Throughout the last decade, three former prime ministers banned the LGBT rights activist from Downing Street LGBT pride receptions.
The receptions collect key LGBT community leaders as recognition of their contributions to LGBT rights and culture.
Tatchell said in a statement: ‘Since the inception of Downing Street LGBT Pride receptions a decade ago, I have been banned from attending by successive Prime Ministers – Tony Blair, Gordon Brown and David Cameron.
‘Despite my 51 years of campaigning, and my role in the UK’s first Pride parade in 1972, they apparently deemed me to be the unacceptable face of LGBT activism.
‘I was therefore surprised and delighted that Theresa May has invited me to this year’s reception on 3 July – just days after I wrote to her urging compensation for gay men convicted under past anti-gay laws.
The veteran activist revealed that he has accepted the invitation despite being ‘not much fussed about attending such receptions.’
Tatchell said that he is looking forward to meeting Prime Minister May and ‘reiterating my call for gay victims of homophobic laws, who suffered so badly, to receive government compensation.’

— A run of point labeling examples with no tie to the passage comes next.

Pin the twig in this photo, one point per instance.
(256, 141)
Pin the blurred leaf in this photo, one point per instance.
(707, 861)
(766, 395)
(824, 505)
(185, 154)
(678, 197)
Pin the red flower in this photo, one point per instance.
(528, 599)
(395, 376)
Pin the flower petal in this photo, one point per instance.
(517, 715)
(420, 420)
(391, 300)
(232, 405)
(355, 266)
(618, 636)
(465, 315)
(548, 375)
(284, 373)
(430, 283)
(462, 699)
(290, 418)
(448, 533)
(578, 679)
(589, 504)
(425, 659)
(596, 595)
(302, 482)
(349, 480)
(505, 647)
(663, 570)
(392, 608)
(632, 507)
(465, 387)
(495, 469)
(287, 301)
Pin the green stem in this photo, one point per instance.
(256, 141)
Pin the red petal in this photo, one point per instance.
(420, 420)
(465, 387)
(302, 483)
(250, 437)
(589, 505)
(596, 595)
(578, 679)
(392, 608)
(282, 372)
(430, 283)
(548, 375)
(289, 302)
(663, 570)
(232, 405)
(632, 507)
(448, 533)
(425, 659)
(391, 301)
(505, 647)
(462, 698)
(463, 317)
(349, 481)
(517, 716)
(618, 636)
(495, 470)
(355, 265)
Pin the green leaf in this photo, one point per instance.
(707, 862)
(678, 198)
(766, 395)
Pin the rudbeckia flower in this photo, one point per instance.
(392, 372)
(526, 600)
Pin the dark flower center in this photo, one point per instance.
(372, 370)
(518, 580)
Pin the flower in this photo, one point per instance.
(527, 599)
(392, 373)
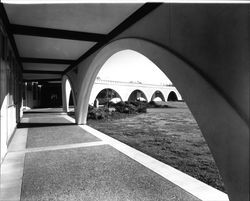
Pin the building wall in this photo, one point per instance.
(10, 91)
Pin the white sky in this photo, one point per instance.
(128, 65)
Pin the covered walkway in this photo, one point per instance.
(51, 158)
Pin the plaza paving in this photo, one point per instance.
(50, 158)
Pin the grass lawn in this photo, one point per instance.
(170, 135)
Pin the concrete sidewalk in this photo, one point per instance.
(50, 158)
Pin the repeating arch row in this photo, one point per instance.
(135, 94)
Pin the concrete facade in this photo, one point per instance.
(206, 58)
(10, 91)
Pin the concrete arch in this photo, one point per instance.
(136, 94)
(172, 96)
(66, 91)
(157, 93)
(231, 156)
(111, 90)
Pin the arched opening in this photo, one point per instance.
(137, 95)
(173, 150)
(172, 96)
(108, 95)
(185, 77)
(158, 96)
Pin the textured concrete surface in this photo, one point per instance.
(93, 173)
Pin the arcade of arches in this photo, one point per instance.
(204, 50)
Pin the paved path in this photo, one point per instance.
(50, 158)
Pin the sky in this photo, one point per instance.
(128, 65)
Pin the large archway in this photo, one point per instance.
(231, 157)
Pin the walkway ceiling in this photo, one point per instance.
(51, 39)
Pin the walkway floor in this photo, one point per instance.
(51, 158)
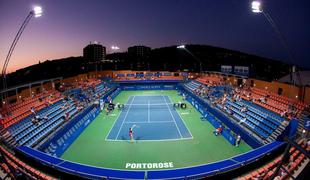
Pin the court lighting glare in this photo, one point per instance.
(256, 7)
(181, 47)
(37, 11)
(114, 47)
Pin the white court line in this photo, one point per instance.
(183, 120)
(148, 111)
(173, 117)
(146, 122)
(112, 125)
(125, 117)
(150, 140)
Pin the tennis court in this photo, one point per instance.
(152, 118)
(94, 148)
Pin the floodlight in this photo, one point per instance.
(114, 47)
(256, 7)
(181, 47)
(37, 11)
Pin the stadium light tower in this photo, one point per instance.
(36, 12)
(257, 8)
(196, 58)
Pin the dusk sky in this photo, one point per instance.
(68, 25)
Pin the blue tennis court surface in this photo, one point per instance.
(153, 118)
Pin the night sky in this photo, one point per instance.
(69, 25)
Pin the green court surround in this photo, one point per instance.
(91, 147)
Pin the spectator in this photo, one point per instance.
(238, 140)
(33, 111)
(218, 131)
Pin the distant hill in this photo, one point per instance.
(165, 58)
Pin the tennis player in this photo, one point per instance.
(131, 134)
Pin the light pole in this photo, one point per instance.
(36, 12)
(196, 58)
(257, 7)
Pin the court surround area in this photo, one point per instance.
(183, 141)
(152, 118)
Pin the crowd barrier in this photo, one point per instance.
(203, 107)
(67, 135)
(192, 172)
(148, 85)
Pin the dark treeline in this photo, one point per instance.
(166, 58)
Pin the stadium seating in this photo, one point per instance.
(274, 102)
(266, 125)
(21, 110)
(19, 166)
(28, 133)
(265, 172)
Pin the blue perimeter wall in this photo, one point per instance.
(75, 127)
(181, 173)
(205, 109)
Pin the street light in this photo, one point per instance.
(115, 48)
(181, 47)
(36, 12)
(257, 7)
(196, 58)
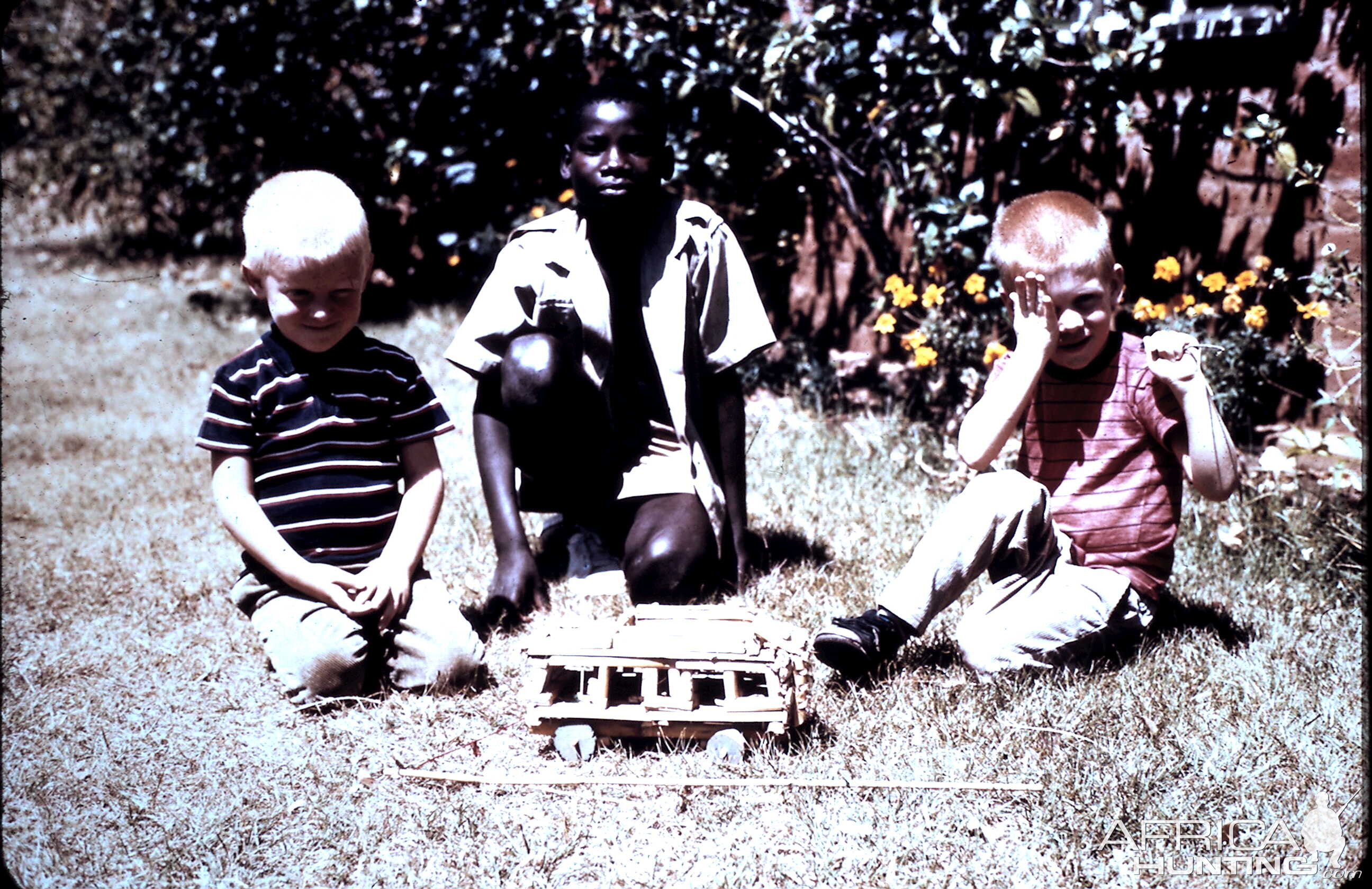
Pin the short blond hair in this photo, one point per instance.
(1050, 231)
(306, 216)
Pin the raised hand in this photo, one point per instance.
(1034, 316)
(1172, 358)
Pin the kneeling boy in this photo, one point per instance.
(312, 432)
(1079, 542)
(604, 345)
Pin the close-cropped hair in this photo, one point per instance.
(304, 216)
(622, 87)
(1050, 231)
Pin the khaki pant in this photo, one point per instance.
(319, 652)
(1042, 610)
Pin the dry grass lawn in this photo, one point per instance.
(145, 744)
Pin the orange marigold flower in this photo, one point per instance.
(1167, 269)
(913, 341)
(925, 357)
(905, 295)
(1215, 282)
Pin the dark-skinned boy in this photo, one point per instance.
(604, 345)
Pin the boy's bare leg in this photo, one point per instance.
(670, 552)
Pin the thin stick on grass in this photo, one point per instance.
(712, 783)
(1062, 732)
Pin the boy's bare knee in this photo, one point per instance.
(669, 567)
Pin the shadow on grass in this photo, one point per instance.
(1178, 618)
(773, 548)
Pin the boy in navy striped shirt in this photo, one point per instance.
(324, 467)
(1078, 543)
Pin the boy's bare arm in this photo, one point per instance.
(518, 585)
(231, 485)
(729, 397)
(386, 582)
(1208, 456)
(994, 419)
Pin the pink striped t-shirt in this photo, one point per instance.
(1097, 439)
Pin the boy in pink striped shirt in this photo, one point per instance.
(1076, 542)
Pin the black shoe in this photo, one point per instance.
(855, 647)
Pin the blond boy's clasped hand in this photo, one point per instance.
(332, 585)
(1035, 318)
(383, 587)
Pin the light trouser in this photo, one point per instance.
(1042, 610)
(319, 652)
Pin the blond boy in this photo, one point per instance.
(1078, 543)
(312, 432)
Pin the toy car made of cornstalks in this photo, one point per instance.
(671, 672)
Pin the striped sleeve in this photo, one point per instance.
(228, 419)
(1157, 408)
(419, 413)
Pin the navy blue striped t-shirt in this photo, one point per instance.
(324, 434)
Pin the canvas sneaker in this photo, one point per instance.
(855, 647)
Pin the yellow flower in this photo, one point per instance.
(1168, 269)
(913, 341)
(1215, 282)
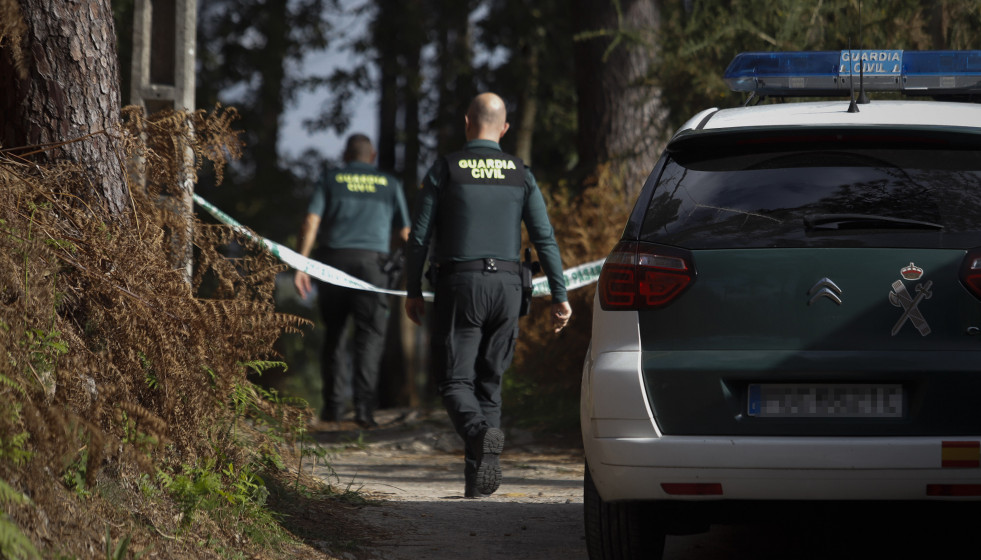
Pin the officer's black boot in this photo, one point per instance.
(488, 448)
(364, 418)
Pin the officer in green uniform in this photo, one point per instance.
(472, 205)
(359, 207)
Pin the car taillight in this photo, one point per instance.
(971, 272)
(639, 276)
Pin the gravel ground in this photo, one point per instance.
(412, 469)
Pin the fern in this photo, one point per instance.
(13, 542)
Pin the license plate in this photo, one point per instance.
(808, 400)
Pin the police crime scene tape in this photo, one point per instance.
(575, 277)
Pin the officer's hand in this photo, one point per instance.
(302, 282)
(415, 308)
(561, 313)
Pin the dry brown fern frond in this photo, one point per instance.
(104, 346)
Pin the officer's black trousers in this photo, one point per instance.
(369, 310)
(474, 332)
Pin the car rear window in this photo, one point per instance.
(817, 195)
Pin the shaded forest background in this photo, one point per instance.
(593, 88)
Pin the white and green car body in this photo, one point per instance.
(793, 313)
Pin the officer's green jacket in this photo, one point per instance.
(471, 217)
(358, 205)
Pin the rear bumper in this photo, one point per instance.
(775, 468)
(631, 460)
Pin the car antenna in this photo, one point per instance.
(863, 98)
(852, 106)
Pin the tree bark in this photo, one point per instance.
(455, 81)
(68, 98)
(621, 118)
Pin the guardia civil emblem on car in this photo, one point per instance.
(900, 297)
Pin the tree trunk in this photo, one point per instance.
(455, 81)
(398, 35)
(528, 107)
(69, 90)
(621, 118)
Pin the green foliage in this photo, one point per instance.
(119, 551)
(228, 494)
(13, 543)
(13, 443)
(76, 473)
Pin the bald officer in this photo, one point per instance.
(353, 213)
(472, 205)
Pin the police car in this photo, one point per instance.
(793, 312)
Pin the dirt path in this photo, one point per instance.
(413, 466)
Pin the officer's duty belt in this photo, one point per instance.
(479, 265)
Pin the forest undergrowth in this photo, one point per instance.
(128, 424)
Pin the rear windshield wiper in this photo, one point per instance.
(864, 221)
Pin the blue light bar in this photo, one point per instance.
(833, 73)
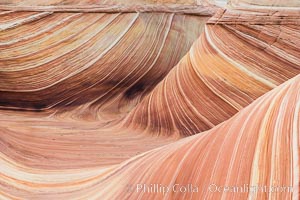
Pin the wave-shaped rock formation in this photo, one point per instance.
(97, 97)
(240, 56)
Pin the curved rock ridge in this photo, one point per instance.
(258, 147)
(96, 97)
(76, 75)
(106, 58)
(240, 56)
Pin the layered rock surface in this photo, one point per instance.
(96, 97)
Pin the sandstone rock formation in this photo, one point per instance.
(112, 99)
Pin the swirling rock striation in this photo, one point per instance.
(240, 56)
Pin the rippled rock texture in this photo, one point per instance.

‘She has already acknowledged the grave injustice done to these men, so I hope she will go one step further and recognize that these men deserve recompense for the terrible trauma of criminalization that they went through.’
Peter Tatchell back in Britain after Russian arrest
Tatchell recently returned to Britain following his arrest in Russia for staging a one-man protest.
Whilst attending the FIFA World Cup, Tatchell stood in Red Square holding a placard criticizing Russian president Vladimir Putin. The sign read: ‘Putin fails to go against Chechnya torture of gay people.’
Police detained Tatchell at Tverskaya Police Station. They charged him for ‘violating Federal Law 54 and Presidential Decree 202’. Russian law ‘prohibits protests near the Kremlin and during the World Cup, according to Tatchell’s Twitter.
Tatchell said he faced no problems leaving the country, despite a court case scheduled for July 26. Tatchell refused to attend.